Ben Bales writes:
I saw a presentation from Costa Huang (a graduate researcher working in reinforcement learning) who had some material which I thought would be interesting for the blog. (Full disclosure: Costa and I work at the same company.)
Apparently it can be a bit tricky to reproduce results in reinforcement learning even when code is shared because there’s lots and lots of extra details embedded in the code that aren’t always totally explained in words.
It all just sounded similar to MCMC-land by analogy — a billion tricks floating around, some things work in some places, some things make implementation simpler, some things make models more general, some defaults just seem to work weirdly well — hard to keep track of it all!

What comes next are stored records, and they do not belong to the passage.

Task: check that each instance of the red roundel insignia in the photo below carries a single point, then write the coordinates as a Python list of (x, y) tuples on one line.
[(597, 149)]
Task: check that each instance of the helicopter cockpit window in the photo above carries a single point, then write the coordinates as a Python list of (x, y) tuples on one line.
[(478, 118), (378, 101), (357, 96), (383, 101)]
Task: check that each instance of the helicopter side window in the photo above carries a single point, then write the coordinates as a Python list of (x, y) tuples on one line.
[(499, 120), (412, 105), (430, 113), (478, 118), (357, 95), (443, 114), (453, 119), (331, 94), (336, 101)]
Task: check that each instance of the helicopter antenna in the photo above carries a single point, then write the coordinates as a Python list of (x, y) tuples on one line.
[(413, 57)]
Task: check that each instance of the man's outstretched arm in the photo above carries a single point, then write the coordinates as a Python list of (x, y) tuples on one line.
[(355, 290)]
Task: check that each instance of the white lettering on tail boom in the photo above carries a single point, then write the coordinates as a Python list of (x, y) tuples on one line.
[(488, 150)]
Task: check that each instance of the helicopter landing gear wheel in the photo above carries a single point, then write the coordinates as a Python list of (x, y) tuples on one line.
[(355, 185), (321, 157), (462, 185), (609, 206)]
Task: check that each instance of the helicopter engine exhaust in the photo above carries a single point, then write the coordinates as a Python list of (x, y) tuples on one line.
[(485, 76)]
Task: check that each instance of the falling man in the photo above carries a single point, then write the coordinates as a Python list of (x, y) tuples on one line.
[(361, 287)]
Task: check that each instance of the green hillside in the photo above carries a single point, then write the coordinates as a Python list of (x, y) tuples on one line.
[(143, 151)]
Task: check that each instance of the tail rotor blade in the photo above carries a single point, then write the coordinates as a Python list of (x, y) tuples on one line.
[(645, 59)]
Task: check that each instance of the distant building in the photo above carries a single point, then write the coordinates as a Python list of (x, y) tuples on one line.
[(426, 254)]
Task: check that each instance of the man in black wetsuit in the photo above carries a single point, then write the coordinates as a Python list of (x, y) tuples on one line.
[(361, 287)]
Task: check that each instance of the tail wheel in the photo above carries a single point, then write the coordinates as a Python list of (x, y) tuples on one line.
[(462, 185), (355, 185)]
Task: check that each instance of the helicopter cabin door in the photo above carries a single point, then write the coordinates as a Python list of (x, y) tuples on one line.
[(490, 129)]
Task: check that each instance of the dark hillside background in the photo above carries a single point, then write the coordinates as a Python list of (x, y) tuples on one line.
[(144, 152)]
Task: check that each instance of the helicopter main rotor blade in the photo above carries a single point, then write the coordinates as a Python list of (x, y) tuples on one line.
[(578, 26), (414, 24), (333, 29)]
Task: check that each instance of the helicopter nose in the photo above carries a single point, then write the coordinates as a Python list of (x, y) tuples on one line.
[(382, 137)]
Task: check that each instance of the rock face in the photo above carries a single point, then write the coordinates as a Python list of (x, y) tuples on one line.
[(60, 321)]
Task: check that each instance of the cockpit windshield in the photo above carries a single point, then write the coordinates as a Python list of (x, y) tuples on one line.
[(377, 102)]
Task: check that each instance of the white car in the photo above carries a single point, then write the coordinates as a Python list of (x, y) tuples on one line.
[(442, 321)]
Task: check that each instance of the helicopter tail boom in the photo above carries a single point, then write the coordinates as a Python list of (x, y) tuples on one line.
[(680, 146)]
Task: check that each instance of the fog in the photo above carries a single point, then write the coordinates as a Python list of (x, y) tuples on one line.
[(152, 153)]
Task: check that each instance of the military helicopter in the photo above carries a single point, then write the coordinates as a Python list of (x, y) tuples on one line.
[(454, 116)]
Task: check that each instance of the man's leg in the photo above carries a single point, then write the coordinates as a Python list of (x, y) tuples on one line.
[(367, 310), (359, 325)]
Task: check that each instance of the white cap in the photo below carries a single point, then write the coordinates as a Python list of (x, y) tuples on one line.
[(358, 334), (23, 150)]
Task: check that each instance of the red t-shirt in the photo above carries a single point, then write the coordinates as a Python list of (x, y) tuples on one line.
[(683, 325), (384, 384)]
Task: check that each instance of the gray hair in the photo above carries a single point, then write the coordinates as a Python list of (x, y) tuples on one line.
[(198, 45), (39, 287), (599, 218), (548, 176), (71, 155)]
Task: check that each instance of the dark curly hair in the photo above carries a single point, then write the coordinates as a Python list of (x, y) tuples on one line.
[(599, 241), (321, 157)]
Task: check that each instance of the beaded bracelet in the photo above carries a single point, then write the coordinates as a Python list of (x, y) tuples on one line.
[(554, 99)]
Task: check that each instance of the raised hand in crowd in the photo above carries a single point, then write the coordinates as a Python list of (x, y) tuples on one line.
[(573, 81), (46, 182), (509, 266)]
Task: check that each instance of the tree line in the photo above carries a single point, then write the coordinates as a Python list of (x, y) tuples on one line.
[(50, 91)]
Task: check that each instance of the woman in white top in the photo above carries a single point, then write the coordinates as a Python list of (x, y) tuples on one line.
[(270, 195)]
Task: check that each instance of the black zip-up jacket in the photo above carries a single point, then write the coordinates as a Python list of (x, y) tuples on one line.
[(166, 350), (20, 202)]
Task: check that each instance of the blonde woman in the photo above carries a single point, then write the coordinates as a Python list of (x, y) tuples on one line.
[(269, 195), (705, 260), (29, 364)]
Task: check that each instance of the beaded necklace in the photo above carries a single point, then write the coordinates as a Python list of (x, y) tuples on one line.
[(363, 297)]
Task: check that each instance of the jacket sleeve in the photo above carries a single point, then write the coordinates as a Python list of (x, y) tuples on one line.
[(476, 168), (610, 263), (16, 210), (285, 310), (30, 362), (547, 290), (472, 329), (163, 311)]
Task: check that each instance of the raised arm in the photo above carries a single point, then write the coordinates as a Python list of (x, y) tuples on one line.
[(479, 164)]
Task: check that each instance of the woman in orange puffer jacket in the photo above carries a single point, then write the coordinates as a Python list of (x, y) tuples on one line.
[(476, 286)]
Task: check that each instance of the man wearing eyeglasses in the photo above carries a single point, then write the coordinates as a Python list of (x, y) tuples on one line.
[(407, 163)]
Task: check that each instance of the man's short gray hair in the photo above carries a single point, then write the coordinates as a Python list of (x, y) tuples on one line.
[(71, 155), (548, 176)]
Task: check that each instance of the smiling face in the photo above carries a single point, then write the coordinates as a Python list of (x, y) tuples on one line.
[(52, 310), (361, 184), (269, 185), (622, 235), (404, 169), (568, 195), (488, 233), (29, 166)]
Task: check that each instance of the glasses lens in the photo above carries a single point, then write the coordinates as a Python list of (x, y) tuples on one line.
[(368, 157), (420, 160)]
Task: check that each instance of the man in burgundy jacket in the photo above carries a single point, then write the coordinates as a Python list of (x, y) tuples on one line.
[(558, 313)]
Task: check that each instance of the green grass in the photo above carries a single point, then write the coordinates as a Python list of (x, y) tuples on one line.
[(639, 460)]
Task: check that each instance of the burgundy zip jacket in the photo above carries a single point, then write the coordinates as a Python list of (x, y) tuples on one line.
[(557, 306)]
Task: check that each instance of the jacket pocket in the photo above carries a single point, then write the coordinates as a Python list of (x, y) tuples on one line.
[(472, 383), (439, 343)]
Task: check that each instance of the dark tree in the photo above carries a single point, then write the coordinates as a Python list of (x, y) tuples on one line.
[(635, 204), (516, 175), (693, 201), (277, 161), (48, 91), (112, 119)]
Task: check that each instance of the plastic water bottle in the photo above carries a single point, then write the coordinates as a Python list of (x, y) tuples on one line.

Here is a blog they worked on to document and add citations for all these tips-n-tricks/implementation-details that go into getting the PPO (proximal policy optimization) reinforcement learning algorithm working well.
There’s a Github repo that goes along with this that includes 1-file implementations of a lot of these algorithms. If you click through the files here you can navigate through the details of a variety of different RL algorithms. If you go to that repository’s main page it has a bunch of info for how to use this code — the implementation files are interesting to look at themselves tho).
Anyway, implementation details! Often frustrating if you need to figure them out to get something working, but kinda interesting when someone else has done the work of cleanly documenting them!
I don’t know anything about this, but, yeah, it’s great to get all the steps that are needed to get these algorithms to run.